Denn darum geht es hier jetzt vor allem. Seit der Ankündigung Präsident Obamas, die US-Truppen bis 2014 abzuziehen, sollen Afghanen überall im Land selbst für die Sicherheit sorgen. Auch die Deutschen, die im Norden stationiert sind, wollen „die Rückverlegung“ 2014 umsetzen.

Das Wort benutzt Verteidigungsminister Thomas de Maizière am Dienstag in Masar-i-Scharif, wohin er zu einem Blitzbesuch bei den deutschen Truppen gereist ist. Die Rückverlegung werde kompliziert, warnt er. Nicht nur wegen des vielen Materials, das fortgeschafft werden müsse, 1700 Fahrzeuge und 6000 Container mit Ausrüstung immerhin. Auch die Zahl der Angriffe habe, so der Minister, nach zwei schlimmen Jahren nun wieder das Niveau von 2009. „Das ist immer noch keine stabile Sicherheitslage, aber es ist ein großer Fortschritt“, sagt de Maizière.

„Ein Symbol für die Probleme dieses Krieges“ hat der Fernsehsender CBS das Pesch-Tal genannt. Erst hatten die Amerikaner dort unter großen Verlusten eine Basis in Nangalam errichtet, dann glaubten sie 2010, die Festung an afghanische Truppen übergeben zu können. Die rissen die Kabel heraus, verkauften die Einrichtung, hinterließen eine Ruine. Das soll sich nicht wiederholen.

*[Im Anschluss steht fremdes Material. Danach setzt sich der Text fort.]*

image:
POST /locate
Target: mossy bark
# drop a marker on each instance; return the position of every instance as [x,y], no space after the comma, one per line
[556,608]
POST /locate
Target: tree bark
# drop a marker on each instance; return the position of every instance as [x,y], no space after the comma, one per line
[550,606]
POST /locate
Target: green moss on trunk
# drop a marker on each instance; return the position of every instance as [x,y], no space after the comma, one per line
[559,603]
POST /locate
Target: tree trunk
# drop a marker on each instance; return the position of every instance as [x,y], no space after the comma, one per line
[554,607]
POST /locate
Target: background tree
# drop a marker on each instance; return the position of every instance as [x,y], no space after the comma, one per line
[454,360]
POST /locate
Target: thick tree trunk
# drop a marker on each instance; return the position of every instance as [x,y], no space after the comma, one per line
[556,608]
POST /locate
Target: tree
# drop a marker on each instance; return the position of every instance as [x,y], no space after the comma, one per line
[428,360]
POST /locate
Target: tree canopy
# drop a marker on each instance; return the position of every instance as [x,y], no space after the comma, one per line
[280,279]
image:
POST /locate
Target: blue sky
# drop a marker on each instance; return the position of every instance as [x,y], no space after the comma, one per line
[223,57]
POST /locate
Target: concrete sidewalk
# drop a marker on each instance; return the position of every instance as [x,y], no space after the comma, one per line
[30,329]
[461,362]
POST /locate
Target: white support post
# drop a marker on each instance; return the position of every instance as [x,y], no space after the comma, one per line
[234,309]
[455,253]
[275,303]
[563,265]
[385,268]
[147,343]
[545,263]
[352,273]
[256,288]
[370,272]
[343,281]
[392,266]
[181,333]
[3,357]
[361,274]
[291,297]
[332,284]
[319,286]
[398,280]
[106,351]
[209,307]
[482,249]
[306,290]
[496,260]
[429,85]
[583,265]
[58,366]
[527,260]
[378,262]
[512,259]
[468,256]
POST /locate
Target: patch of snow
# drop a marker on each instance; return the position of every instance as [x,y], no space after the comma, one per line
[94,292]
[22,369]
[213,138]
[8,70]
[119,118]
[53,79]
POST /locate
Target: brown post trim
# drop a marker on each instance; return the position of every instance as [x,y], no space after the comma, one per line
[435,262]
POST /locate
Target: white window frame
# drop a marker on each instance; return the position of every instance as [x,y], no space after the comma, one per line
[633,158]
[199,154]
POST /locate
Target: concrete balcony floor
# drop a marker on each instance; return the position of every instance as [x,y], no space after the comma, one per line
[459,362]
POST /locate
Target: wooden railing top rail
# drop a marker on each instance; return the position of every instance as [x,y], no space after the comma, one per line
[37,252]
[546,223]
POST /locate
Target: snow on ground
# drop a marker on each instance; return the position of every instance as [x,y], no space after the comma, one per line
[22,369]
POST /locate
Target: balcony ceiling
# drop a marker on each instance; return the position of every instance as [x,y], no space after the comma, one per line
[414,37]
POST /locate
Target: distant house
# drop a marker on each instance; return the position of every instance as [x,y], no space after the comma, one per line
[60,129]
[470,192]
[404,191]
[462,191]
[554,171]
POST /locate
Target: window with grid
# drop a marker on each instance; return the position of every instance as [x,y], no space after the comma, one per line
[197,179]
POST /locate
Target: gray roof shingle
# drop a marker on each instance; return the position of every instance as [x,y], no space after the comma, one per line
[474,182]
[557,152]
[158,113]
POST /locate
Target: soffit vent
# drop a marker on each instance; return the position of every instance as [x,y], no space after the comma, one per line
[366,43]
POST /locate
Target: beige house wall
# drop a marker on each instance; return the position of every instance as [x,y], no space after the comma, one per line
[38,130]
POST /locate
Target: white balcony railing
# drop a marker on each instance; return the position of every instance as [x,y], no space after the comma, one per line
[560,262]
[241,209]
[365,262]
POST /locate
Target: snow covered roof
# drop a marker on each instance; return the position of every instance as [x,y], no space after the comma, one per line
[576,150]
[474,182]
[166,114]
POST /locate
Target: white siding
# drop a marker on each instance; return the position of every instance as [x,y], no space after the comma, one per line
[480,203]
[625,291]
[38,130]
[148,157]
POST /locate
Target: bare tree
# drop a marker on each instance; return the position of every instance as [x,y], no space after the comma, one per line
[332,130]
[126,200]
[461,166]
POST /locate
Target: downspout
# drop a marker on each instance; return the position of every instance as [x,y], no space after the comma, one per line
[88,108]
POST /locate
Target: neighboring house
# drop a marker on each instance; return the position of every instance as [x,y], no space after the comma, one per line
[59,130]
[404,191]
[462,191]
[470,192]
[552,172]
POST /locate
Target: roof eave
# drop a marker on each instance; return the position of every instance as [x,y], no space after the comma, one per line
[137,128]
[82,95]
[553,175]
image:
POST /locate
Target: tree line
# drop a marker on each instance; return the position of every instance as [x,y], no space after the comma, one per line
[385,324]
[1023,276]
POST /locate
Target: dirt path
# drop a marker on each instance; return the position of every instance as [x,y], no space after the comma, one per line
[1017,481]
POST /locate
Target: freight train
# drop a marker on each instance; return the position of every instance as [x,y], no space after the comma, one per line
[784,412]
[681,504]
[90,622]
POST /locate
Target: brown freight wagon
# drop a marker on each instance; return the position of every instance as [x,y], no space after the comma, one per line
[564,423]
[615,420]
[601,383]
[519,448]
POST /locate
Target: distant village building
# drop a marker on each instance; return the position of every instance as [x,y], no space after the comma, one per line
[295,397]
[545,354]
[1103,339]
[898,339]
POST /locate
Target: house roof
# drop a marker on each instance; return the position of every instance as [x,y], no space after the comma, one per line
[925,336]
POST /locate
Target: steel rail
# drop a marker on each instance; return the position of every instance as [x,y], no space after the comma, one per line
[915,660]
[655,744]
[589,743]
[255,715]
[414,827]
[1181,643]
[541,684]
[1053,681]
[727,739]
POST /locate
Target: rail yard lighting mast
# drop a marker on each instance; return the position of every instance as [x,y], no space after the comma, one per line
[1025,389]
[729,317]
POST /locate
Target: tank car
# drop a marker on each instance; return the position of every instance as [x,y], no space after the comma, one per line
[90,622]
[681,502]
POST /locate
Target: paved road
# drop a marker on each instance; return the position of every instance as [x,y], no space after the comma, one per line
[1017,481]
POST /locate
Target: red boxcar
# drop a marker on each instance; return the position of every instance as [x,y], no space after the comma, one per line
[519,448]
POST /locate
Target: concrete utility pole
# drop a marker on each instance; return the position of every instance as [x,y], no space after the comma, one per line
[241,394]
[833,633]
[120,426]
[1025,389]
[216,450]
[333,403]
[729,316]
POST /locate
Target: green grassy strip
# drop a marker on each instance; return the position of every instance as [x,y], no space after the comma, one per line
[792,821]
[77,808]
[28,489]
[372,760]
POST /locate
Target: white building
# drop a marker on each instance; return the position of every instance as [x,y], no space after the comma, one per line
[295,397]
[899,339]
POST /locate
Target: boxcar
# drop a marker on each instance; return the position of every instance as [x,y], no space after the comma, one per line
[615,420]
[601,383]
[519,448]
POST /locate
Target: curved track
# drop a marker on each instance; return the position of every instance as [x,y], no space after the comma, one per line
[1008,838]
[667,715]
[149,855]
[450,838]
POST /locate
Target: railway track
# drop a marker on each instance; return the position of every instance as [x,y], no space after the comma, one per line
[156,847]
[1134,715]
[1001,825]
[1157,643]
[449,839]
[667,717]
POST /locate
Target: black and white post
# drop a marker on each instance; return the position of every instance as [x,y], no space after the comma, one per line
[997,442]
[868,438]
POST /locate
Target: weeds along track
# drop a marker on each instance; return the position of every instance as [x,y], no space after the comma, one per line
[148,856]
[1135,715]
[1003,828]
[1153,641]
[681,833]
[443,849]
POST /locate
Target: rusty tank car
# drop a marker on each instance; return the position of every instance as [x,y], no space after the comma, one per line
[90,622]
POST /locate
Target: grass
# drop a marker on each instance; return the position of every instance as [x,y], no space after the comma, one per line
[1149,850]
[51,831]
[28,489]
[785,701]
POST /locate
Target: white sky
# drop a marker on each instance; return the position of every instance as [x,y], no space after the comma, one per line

Combs und seine Gebirgsjäger sehen von ihrem Posten aus nach zehn Minuten erste Schüsse eines Maschinengewehrs der afghanischen Armee. Leuchtspurmunition zischt in die Hügel. Vom Himmel hört man das Dröhnen einer A10 „Warthog“, die in 4000 Meter Höhe über dem Kampfgeschehen kreist. Das Kampfflugzeug ist mit hochauflösenden Kameras bestückt, die jedes Detail am Boden aufzeichnen. Die Besatzung meldet mehrere Wärmepunkte in der Gegend, aus der die Schüsse kamen.

„Vielleicht Ziegen?“, fragt Combs.

„Ziegen mit einem Handy-Signal“, antwortet der Beobachter im Flugzeug.